HOUGHTON - If you ask Corey Bacon what conditions are helped by treatment with acupuncture, he'll give you a one-word answer - everything.
Corey is the owner and sole practitioner at Mountain Thunder Acupuncture in Houghton. At his practice, situated in a small log cabin off U.S. 41 near the Portage Lake Golf Course, he offers patients a wide range of confidential treatment options including acupuncture, acupressure, deep tissue massage, Tuina, Shiatsu, and Chinese Herbal Medicine.
The Flint, Mich., native earned his master's degree in acupuncture and oriental medicine from the Oregon College of Oriental Medicine in Portland, Ore., where he spent four years studying eastern healing arts (acupuncture, Qi Gong, Tai Ji, Chinese herbal medicine and Asian bodywork systems) as well as simplified versions of western medicine classes (anatomy and physiology, living anatomy, pathology, clinical diagnosis, pharmacology and structural diagnoses). After graduation in 2009, he opened a practice briefly in Portland before relocating to the Copper Country in 2010.
Corey Bacon is seen at his practice Mountain Thunder Acupuncture in Houghton.
Corey said while there are a number of conditions acupuncture can be helpful for, the two major categories that it really excels at relate to pain and problems with the nervous system.
"The needles work well for what we call excess stagnation," he said. "For example, stroke recovery and Bell's palsy; all kinds of recovery from surgery and any kind of pain or neuralgia."

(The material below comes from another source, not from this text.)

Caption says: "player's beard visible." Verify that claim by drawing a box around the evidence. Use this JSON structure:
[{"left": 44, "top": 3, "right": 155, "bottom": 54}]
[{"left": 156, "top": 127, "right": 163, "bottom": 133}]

Stagnation, Corey said, is a blockage.
In Chinese medicine, treatment involves working with an interconnected system of energy pathways on the body, called meridians.
"Energy flows like water, so when water gets blocked it stops flowing," he said. "The body, as an energetic system, is constantly trying to flow; it's trying to move like water."
Stagnation can be caused by trauma - physical, mental or emotional, he said, and it's usually how the emotions play out that creates stagnation in our body.
"One of the ways Chinese medicine works is just moving the stagnation," he said. "Acupuncture works really good at that."
Because Chinese medicine utilizes all systems of the body to determine a diagnoses for symptoms, Corey said he requires detailed information from each new patient. New patients can expect the first session to take about an hour and a half, starting by going over the seven-page intake form the patient completes before coming in.
The intake form inquires about family health history, personal medical history, medications/supplements, diet/lifestyle, personal life and questions pertaining to both men and women specifically.
Treatment depends on the acupuncturist, Corey said, but because he utilizes all of his skills, performing bodywork and herbal medicine, the treatment time varies.
"Our first initial visit, I go over the form with them and answer any questions that may be relevant," he said. "Then I ask them specific questions about what their primary complaint is."
Afterwards, Corey said he takes the patient's pulse.
"Pulse taking in Chinese medicine is very different than in Western Medicine," he said.
Feeling three different spots on each wrist at two different depths on each spot allows him to feel for the rate, strength and quality of the blood as it moves through. This process may take between one and 15 minutes.
"Each position is related to a different internal organ," he said. "There are 12 organ systems ... it's a set of functions within the body."
Also during the visit, Corey said he looks at the tongue to check the color, thickness and consistency of the tongue coat, and the color, shape, and quality of the tongue body.
As far as pain during treatment, Corey said it depends on the patient and placement of the needles. Many times the patient feels nothing at all, but sometimes there is brief pain.
"Points on the hands and feet tend to hurt more than body points," he said. "But when it does hurt, it hurts so briefly you don't have time to defend yourself."
Corey said he typically uses two sets of needles during treatment, and often begins by helping patients relax with a technique called Qi Gong.
On the other hand, diagnosing patients who are on medications can be a difficult task for Corey.
"Sixty to 70 percent of the people who come see me are on medications, which change the pulse and the tongue," he said. "Medications can make it difficult for us to treat, specifically because our treatment is based on Chinese medicine diagnosis."
That in mind, Corey recommends before going on a medication or getting surgery, unless it's a severe or life-threatening condition, to try acupuncture or herbal medicine first "if your Dr. is OK with it."
Though it should be said that the medicine can also work with western medicine by giving additive treatment or moderating the side effects of medications.
"You're better off trying some sort of alternative medicine and it can be for any condition," Corey said. "Chinese medicine, in an ideal world, is a preventative medicine. Therefore, the earlier you start treatment for a condition the better."